Suddenly, you felt like an animal living in a zoo, locked in a cage, with no tourists came to visit you because of the pandemic. I am not suggesting anything negative either about the government policies or staff in the hotel. It’s just the feeling of compulsory confinement that totally altered your comprehension of life. I could bathe in sunlight. I could hear birds were singing. I could smell the sweet fragrance of primrose. Everything stayed the same, but I just could not join them. And there is a real difference between “do not want to” do something and “can not” do something.

Certainly, I was not the only one who has experienced quarantine in 2020. Millions and millions of people have either voluntarily or involuntarily spent weeks or months indoor, sometimes without any companions. Many years later, I wonder, will future historians interest in those personal thoughts and feelings generated in solitude? Maybe not, since those records are too trivial to possess any historical significance. Maybe yes, if they want to evaluate how pandemic brought pain and stress to individuals. No matter what, eight months later, occasionally in my dreams I will find myself in the hotel room: the moist odor, the plain decorations, the insipid lunches, and dinners. I would not call them nightmares or PTSD reactions, but undeniably the quarantine period has imprinted an engraved memory in my mind, which still remains alive in my subconsciousness. Though you will not read similar experiences recorded in official archives, they are definitely an indispensable part of the collective memory of the pandemic.

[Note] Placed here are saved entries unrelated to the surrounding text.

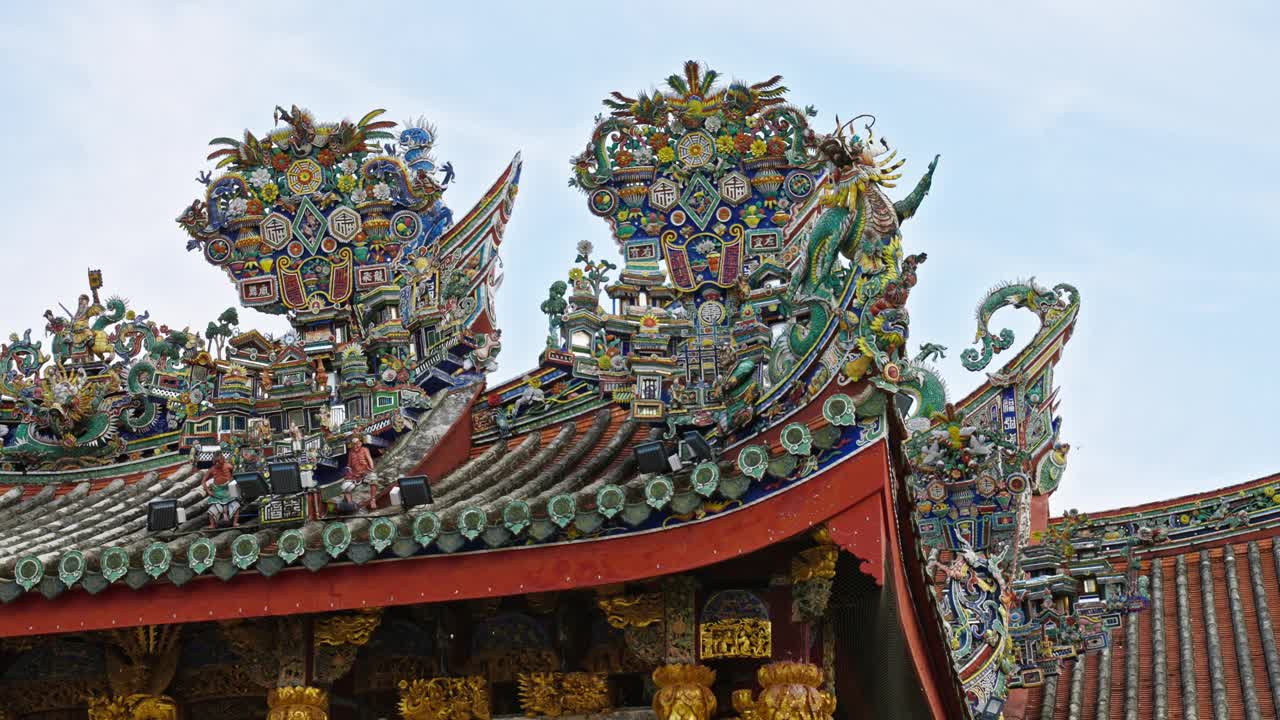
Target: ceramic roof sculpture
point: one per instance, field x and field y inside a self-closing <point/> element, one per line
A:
<point x="740" y="386"/>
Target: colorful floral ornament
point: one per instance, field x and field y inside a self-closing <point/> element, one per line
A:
<point x="115" y="564"/>
<point x="245" y="551"/>
<point x="71" y="568"/>
<point x="753" y="460"/>
<point x="291" y="545"/>
<point x="337" y="538"/>
<point x="201" y="555"/>
<point x="156" y="559"/>
<point x="382" y="533"/>
<point x="658" y="492"/>
<point x="562" y="509"/>
<point x="28" y="572"/>
<point x="472" y="522"/>
<point x="426" y="528"/>
<point x="609" y="500"/>
<point x="705" y="478"/>
<point x="516" y="516"/>
<point x="839" y="410"/>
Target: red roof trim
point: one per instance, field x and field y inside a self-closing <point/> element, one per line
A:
<point x="471" y="575"/>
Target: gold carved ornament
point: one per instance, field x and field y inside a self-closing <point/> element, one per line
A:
<point x="790" y="692"/>
<point x="132" y="707"/>
<point x="735" y="637"/>
<point x="297" y="702"/>
<point x="814" y="563"/>
<point x="684" y="692"/>
<point x="347" y="629"/>
<point x="444" y="698"/>
<point x="632" y="611"/>
<point x="551" y="695"/>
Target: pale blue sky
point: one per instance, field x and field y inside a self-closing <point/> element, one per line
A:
<point x="1127" y="147"/>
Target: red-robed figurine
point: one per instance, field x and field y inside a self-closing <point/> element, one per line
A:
<point x="218" y="486"/>
<point x="360" y="464"/>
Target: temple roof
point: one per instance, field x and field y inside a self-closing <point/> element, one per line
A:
<point x="570" y="481"/>
<point x="1210" y="564"/>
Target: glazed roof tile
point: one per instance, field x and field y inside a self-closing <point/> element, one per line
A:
<point x="1206" y="647"/>
<point x="64" y="537"/>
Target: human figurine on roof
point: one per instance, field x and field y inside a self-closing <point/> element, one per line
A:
<point x="218" y="486"/>
<point x="360" y="464"/>
<point x="296" y="438"/>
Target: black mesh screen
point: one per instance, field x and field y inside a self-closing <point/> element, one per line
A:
<point x="874" y="677"/>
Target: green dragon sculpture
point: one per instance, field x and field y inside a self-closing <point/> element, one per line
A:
<point x="860" y="224"/>
<point x="1046" y="304"/>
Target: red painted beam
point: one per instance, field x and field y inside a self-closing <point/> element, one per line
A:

Should I become famous in the future, probably I would not feel comfortable having historians dig through what I have done during the quarantine. To be honest, I tried to make some rules in order to maintain a regular daily schedule: read three chapters of a book before noon, do some yoga in the afternoon, and never stay up late. Starting to write a diary was another ambitious goal. After four days, it turned out that I had broken those rules I set for myself one by one. I started to watch movies for hours and hours. Computer games, how could I forget about them? It will be super embarrassing if future historians discover that the prestigious writer Zerui Pan had zero self-discipline in his twenties. Meanwhile, I am afraid of any potential value judgments made on my behaviors during the quarantine. My brain was so numb and I was desperate to leave the room. They could not use that to conclude that I was an undisciplined and lazy person. Further, I would be really angry if they used the unpleasantness I have expressed to dispute that the quarantine policies were unnecessary and violations of human rights. Those were the essential measures a country had to take in extreme circumstances. Yet I would appreciate their endeavors to call for attention to how quarantine may unsettle human minds. Though medicines and vaccines can protect us from the pandemic, the aftermath of quarantine and the individual feelings of detachment should never be ignored. Hopefully, we can restore the world back to the golden time before the pandemic.